在本发明中,所述PC端监管平台包括三种污水治理模式下的实时数据、视频监控、站点管理、设备管理、数据统计和预警管理,所述PC端监管平台支持管理员登录和养殖户登录,管理员能够查看和修改平台中的所有信息与记录,养殖户只能查看自己养殖场的实时数据、视频监控、预警信息和设备信息。
在本发明中,所述移动端监管平台包括三种污水治理模式下的实时数据、视频监控、预警管理和设备信息,所述移动端监管平台支持管理员登录和养殖户登录,管理员可以查看所有养殖场的实时数据、视频监控、预警信息和设备信息,养殖户只能查看自己养殖场的实时数据、视频监控、预警信息和设备信息。
作为优选,所述预警信息包括实时预警信息和历史预警信息,其中:
实时预警信息包括养殖场名称、业主姓名、联系电话、预警开始时间、预警类型、预警等级;
历史预警信息包括养殖场名称、业主姓名、联系电话、预警开始时间、预警类型、预警等级、预警结束时间、信用度。

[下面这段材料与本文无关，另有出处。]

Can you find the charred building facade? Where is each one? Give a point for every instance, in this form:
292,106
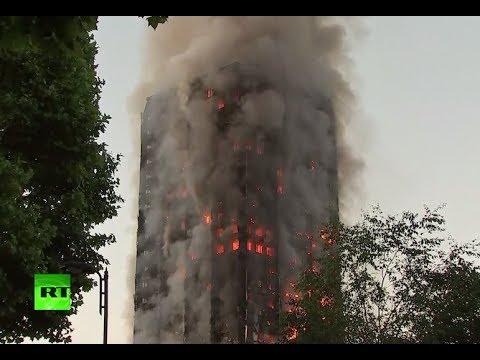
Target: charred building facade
222,230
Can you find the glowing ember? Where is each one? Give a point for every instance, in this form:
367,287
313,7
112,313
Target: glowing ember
207,218
269,251
235,244
259,232
326,301
220,249
293,335
210,93
280,189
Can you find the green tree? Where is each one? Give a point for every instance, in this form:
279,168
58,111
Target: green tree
57,181
401,282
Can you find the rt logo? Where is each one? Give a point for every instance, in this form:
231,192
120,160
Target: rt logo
52,292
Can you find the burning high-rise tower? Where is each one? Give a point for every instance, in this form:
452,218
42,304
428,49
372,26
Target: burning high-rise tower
232,201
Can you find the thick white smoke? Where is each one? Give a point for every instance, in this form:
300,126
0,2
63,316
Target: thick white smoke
306,109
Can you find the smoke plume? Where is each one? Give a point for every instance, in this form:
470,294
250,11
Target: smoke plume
307,110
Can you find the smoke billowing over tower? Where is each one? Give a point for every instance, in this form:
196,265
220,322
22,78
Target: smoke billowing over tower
238,172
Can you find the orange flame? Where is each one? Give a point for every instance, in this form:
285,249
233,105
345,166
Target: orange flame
235,244
207,218
294,334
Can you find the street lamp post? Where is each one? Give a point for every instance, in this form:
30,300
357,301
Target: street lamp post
79,267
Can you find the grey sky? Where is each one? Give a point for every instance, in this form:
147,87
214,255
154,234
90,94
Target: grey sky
417,84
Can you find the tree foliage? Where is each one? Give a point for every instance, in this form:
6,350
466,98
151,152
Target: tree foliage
401,282
57,180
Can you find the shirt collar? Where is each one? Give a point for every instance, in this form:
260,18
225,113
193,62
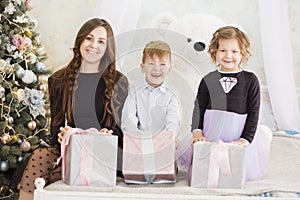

所述预警类型包括满溢、偷排漏排、不适宜时间排放、水质状况不达标和设备故障。
作为优选,所述对接收的实时采集数据进行预警判断和处理,生成预警信息包括:
对于养殖污水工业治理模式:
基于接收到的水质参数,利用相关性模型判断水质状况是否正常,若是,生成正常排放信息,若否,生成水质状况不达标信息;基于接收到的流量信息,若第一入口流量和第一出口流量的差值小于阈值A,则生成设备故障信息,若第一入口流量和第一出口流量的差值大于阈值B,则生成偷排漏排信息,若第一入口流量和第一出口流量的差值大于阈值A且小于阈值B,则生成正常排放信息;
所述利用相关性模型判断水质状况是否正常包括:
建立相关性模型:
采集养殖污水工业治理后的养殖污水水样,采用实验室中的化学法对采集水样中的悬浮物含量、氨氮含量、生化需氧量、化学需氧量、总磷含量进行试验分析,确定彼此之间的相关性,进而基于相关性建立相关性模型;
计算各水质参数的含量:
基于接收的氨氮含量、悬浮物含量,根据相关性模型计算得到污水的生化需氧量、化学需氧量、总磷含量;
判断各水质参数是否达标:
若存在一个水质参数没有达标,则表示水质状况不正常;
优选地,所述对接收的实时采集数据进行预警判断和处理,生成预警信息包括:
对于养殖污水生态治理模式:
(a)判断沼液池液位是否已达总高度的90%,若是,生成满溢信息,若否,执行步骤(b);
(b)判断排污泵是否开启,若是,执行步骤(d),若否,执行步骤(c);
(c)判断是否第二污水排放总流量和各个分支污水量变化均为0,且沼液池的液位没有下降,若是,生成正常状态信息,若否,生成偷排漏排信息;
(d)判断是否第二污水排放总流量和各分支污水流量变化均不为0,且沼液池的液位下降,若是,执行步骤(e),若否,生成设备故障信息;
(e)判断是否为下雨或夜间,若是,生成在不适宜时间排放信息,若否,执行步骤(f)
(f)若第二污水排放总流量与各分支污水量之和的差小于第一阈值,则生成设备故障信息,若第二污水排放总流量与各分支污水量之和的差大于第一阈值小于第二阈值,则生成正常排放信息,若第二污水排放总流量与各分支污水量之和的差大于第二阈值,则生成偷排漏排信息。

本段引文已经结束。